Giving back to the community

It's not often that I get to interact face-to-face with people and get to see/hear them express their feedback. For me, good feedback itself can vary from none (it just works, no complaints) to quick acknowledgement (thank you, that was helpful!) to a more active form (hey, I think you can help me with ...).

This time round, I was particularly excited to see how combining the ICESat-2 and GeoSMART tracks would work out, the latter being all about Machine learning which is quite the rave for some reason. There were many possibilities on what Machine Learning method to teach, and what target/topic to apply it on. In the end, I designed this tutorial on classifiying ICESat-2 ATL07 point cloud data into different surface types (water, thin sea ice, thick sea ice).

ICESat-2 ATL07 sea ice point cloud classification ML pipeline

The machine learning pipeline itself was probably 80% data preprocessing and only 20% model training, but I thought it would be useful to show all of that end-to-end. I was particularly fond of the code to find coincident Sentinel-2 imagery and ICESat-2 tracks, something adapted from a Jupyter notebook sent to me from Alek Petty. That, and a nice clean way to create a GeoParquet file, and even some code using PyGMT to plot an RGB image and do grdtrack.

Funny thing is that I'm not even a sea ice scientist (that tutorial was adapted from someone else's code), so I was glad that nobody asked difficult questions (there were actually a lot of questions during my pauses)! Something I kinda realized that week was how there were way more ATL08 land/vegetation users than those using the ice products. I did manage to help a couple of students tweak my notebook code to use ATL08 instead of ATL07 (and I hope others can figure it out themselves), but in a way, I think it'd be good if someone shows a vegetation/land cover example next year.

Besides the tutorial, I'd be remiss if I didn't mention how the CryoCloud JupyterHub has worked practically seamlessly this time, as good infrastructure should. Over the past two years, I've helped out as much as I can on package maintenance with Tasha, Scott and others, because solving dependency hell has been 10% of my PhD, and I don't want that to be the case for others.

It was also during that week that I found out about CryoCloud's plans to rebrand as StratusGeo (subject to funding), and while I'm a little saddened by the loss of the 'Cryo' part, continuity of the JupyterHub is more important. There's still so much innovation to be done in terms of making cloud-optimized datasets more ubiquitous, and also implementing batch-style workflows to compete with HPCs, so they have my fullest support in taking the next leap.

Feedback matters.
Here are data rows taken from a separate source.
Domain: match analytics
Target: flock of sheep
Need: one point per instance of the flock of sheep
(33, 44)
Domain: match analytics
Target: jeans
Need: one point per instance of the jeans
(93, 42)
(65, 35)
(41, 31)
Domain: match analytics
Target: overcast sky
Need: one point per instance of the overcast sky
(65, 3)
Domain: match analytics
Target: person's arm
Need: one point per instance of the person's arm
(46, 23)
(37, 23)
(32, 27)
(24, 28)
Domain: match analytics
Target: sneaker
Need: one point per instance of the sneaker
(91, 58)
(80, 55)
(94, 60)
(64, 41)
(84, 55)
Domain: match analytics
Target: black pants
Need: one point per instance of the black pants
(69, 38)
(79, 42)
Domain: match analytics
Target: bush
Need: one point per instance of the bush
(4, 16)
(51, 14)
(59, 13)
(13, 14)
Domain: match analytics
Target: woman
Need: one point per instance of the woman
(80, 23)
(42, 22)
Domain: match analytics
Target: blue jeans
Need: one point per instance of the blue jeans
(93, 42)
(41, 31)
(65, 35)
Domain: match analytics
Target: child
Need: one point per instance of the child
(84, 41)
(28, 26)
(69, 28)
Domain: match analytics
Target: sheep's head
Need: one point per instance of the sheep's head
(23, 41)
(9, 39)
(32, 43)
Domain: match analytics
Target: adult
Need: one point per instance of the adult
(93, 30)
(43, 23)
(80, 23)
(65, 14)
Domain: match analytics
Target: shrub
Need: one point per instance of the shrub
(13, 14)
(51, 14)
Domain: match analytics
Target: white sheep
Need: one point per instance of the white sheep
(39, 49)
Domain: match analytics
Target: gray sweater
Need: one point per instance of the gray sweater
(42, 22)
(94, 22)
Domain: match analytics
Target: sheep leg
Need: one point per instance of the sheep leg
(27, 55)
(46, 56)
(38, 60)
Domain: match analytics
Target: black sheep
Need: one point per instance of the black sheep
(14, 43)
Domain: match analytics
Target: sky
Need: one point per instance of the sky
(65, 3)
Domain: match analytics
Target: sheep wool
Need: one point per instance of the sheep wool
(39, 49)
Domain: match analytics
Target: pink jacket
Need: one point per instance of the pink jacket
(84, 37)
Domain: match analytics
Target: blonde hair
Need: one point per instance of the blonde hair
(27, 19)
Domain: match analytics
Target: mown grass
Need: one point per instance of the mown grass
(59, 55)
The next time you fill in those 'surveys', do spell out what you appreciate.


What next?

Being so close to people working on satellites and their products, you hear things like:

EDGE swath-mapping laser altimeter over vegetation and ice

But what I'm more keen on is when's the next hack session! OpenScapes has this 2-hr hackdays every fornight (e.g. for earthaccess), but they're not ideal for my timezone. Next best in-person one would probably be this Post-AGU Pangeo hackathon, so I guess I'll see everyone there!